B.1 Optimizing KNN for Classification (71 points)

In this question, you will use classification_data.csv. Each row is a loan and the each column represents some financial information as follows:

  • hi_int_prncp_pd: Indicates if a high percentage of the repayments went to interest rather than principal. This is the classification response.

  • out_prncp_inv: Remaining outstanding principal for portion of total amount funded by investors

  • loan_amnt: The listed amount of the loan applied for by the borrower. If at some point in time, the credit department reduces the loan amount, then it will be reflected in this value.
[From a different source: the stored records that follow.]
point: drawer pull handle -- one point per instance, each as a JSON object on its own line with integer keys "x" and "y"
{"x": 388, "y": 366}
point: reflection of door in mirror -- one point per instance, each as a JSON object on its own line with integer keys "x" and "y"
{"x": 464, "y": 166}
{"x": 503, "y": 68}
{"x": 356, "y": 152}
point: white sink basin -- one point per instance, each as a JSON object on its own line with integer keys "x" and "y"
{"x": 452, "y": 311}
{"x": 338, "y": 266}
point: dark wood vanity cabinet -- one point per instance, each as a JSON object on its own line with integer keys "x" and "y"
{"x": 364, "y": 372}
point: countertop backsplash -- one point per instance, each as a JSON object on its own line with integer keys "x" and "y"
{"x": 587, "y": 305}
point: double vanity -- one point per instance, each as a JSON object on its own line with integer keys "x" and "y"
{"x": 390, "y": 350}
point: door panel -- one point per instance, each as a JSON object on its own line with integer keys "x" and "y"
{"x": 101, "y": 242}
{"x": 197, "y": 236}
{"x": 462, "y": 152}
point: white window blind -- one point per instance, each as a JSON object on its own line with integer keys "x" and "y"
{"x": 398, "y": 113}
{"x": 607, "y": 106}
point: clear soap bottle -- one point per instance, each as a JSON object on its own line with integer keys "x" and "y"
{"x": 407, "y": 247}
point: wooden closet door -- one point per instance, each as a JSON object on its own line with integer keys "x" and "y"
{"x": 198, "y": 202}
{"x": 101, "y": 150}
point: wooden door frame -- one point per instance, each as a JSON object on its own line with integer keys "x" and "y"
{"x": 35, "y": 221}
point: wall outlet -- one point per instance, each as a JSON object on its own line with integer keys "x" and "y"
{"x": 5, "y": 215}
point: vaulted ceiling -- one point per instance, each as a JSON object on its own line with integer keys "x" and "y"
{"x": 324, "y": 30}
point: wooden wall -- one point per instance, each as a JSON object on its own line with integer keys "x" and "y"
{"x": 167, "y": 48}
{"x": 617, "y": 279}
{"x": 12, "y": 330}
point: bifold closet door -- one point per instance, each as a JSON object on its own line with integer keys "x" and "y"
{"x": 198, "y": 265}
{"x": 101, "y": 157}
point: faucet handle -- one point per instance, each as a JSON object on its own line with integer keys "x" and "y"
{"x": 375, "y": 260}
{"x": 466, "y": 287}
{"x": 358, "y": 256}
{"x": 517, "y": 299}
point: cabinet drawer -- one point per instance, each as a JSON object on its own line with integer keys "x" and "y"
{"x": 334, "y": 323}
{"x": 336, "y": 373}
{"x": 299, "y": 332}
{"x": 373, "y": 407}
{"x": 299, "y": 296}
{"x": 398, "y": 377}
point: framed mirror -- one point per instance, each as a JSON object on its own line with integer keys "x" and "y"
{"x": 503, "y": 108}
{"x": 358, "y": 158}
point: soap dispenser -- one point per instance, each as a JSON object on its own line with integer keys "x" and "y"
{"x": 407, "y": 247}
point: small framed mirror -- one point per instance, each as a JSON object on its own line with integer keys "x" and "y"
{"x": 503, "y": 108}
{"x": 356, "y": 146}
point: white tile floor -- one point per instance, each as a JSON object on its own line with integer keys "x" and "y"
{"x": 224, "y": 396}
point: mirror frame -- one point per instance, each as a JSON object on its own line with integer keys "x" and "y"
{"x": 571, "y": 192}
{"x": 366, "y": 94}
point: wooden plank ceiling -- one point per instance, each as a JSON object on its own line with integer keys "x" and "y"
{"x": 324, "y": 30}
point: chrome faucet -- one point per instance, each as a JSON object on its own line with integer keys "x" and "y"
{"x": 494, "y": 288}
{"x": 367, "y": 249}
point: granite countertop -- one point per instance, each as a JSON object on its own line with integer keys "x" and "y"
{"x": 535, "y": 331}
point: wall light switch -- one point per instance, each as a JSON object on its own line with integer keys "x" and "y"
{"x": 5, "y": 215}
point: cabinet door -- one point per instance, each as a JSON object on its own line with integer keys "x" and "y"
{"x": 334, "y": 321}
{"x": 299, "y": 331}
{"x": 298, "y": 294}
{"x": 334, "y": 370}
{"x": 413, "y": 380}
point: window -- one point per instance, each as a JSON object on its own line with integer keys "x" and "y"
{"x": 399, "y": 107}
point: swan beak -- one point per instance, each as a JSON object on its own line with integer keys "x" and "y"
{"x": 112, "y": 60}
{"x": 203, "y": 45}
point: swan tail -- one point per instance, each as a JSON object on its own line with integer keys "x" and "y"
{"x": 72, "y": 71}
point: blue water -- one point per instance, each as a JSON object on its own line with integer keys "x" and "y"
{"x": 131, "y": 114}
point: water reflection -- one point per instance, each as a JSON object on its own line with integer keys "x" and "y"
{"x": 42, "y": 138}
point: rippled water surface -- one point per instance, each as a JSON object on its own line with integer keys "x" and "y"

  • int_rate: Interest Rate on the loan

  • term: The number of payments on the loan. Values are in months and can be either 36 or 60.

As indicated above, hi_int_prncp_pd is the response and all the remaining columns are predictors. You will tune and train a K-Nearest Neighbors (KNN) classifier throughout this question.

B.1.1 a) Load the Dataset (1 point)

Read the dataset into your notebook.

B.1.2 b) Define Predictor and Response Variables (1 point)

Create the predictor (features) and response (target) variables from the dataset.

B.1.3 c) Split the Data into Training and Test Sets (1 points)

Create the training and test datasets using the following specifications:

  • Use a 75%-25% split.
  • Ensure that the class ratio is preserved in both training and test sets (i.e., stratify the split).
  • Set random_state=45 for reproducibility.

B.1.4 d) Check Class Ratios (2 points)

Print the class distribution (ratios) for:

  • The entire dataset
  • The training set
  • The test set

This is to verify that the class ratio is preserved after splitting.

B.1.5 e) Scale the Dataset (2 points)

Use StandardScaler to scale the dataset in order to prepare it for KNN modeling.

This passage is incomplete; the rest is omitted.